Names


 

There’s a character in a Jorge Amado novel called Tieta (Tieta do Agreste). Even though my cook has her own proper name, for some unknown reason she is called Tieta. She has been cooking and doing things in this house for almost two decades.

Last week, she was peeling sweet potatoes for a soup when she started mourning with pain. I rushed from the living, deeply worried. My first thought was that she could have seriously injured her hand or fingers with the sharp Swiss knife she likes to use. I run to the kitchen and asked. No answer from her side. She was bend over the sink, her arms hanging motionless and producing frightful noises. As I looked around and no blood was visible, I decided to give her some time to express the pain or whatever she was feeling. I looked at the time. It was just a little past 9am. I returned to the living.

Then I remembered Tieta’s mother. She is an old lady and something could have happened to her. Believing that such pain could only come from losing her mother, I returned to the kitchen and asked her again. As no signal came from her side, I decided to conclude that I was right. I approached a chair, where she sat, and rubbed her back. I left her on the chair, still mourning.

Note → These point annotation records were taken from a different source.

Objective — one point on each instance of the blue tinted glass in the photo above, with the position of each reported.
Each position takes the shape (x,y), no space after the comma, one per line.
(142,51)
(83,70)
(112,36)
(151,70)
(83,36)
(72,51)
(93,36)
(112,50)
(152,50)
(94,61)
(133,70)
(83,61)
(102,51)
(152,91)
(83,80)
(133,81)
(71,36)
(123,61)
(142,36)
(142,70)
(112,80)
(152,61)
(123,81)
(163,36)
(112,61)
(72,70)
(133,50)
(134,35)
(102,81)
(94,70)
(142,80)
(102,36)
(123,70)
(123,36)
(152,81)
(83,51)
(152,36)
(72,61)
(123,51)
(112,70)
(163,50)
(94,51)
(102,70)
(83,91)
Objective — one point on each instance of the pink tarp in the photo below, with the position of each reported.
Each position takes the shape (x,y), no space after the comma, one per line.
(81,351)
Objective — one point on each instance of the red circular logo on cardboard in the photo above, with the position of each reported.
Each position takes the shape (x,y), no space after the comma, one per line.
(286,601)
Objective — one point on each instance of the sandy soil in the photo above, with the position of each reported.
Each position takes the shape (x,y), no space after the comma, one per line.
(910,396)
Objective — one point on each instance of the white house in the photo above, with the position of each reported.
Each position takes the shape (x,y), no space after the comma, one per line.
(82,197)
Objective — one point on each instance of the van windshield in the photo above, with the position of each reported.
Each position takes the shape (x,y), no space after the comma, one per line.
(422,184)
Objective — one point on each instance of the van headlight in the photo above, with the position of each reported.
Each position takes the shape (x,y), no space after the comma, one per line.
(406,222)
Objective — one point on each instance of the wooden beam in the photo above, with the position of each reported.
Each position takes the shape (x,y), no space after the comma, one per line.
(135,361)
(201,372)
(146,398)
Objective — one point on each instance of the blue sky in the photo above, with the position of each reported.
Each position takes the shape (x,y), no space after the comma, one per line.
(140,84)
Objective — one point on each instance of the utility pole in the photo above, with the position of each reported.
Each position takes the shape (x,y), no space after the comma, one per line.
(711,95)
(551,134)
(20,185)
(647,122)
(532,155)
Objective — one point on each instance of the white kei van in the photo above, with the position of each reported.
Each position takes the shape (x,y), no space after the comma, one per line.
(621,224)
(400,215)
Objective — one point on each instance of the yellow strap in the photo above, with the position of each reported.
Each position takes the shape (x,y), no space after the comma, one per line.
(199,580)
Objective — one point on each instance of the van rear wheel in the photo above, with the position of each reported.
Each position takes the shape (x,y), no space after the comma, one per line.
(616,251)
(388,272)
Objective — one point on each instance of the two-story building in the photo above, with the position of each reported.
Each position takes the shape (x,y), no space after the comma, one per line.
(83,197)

A few minutes later the mourning turned into a more strident noise, forcing me to see what was happening in the kitchen. It sounded like the fact that I knew about her mother was making her vocalize her pain with more intensity, what I believe to be the usual behavior of someone in shock. I found her twisting and yelling on the floor, between the chair and the stove. I told her: “Don’t you think you would feel more comfortable on the chair?” As she didn’t had a visible reaction, I went to the front garden and asked the guard to go around and see if he could help her, since all my efforts seem to be in vain. In fact, I was getting worried with the house routines. I had been waiting for her to calm down for more than an hour. I couldn’t even do her job, since she was blocking my access to the sink and stove.

Half an hour later, he succeeded in removing her from the kitchen and making her sit in a sunny place outside. I do believe the sun has curative powers over depressed people. It was almost 11am, nearly two hours after the mourning and yelling started, when I grabbed a less sharp knife to finish her job.

Suddenly, a very composed Tieta entered the kitchen and said: “I can’t work today. I am not sick but I have to go home. I don’t even explain what happened since you, white people, don’t understand our ways.” Her voice was firm and her tone was even of defying superiority. After being reassured that her mother was okay, I told her to go.

As soon as I could, I called the guard Sansão, whose real name is Samessone, because that’s how they pronounce around here, in Portuguese, the actual English version Samson, and asked: “After all, what on earth she had?” It was then that he, very respectfully, confirmed what I would never have guessed: “She had been possessed by a spirit.”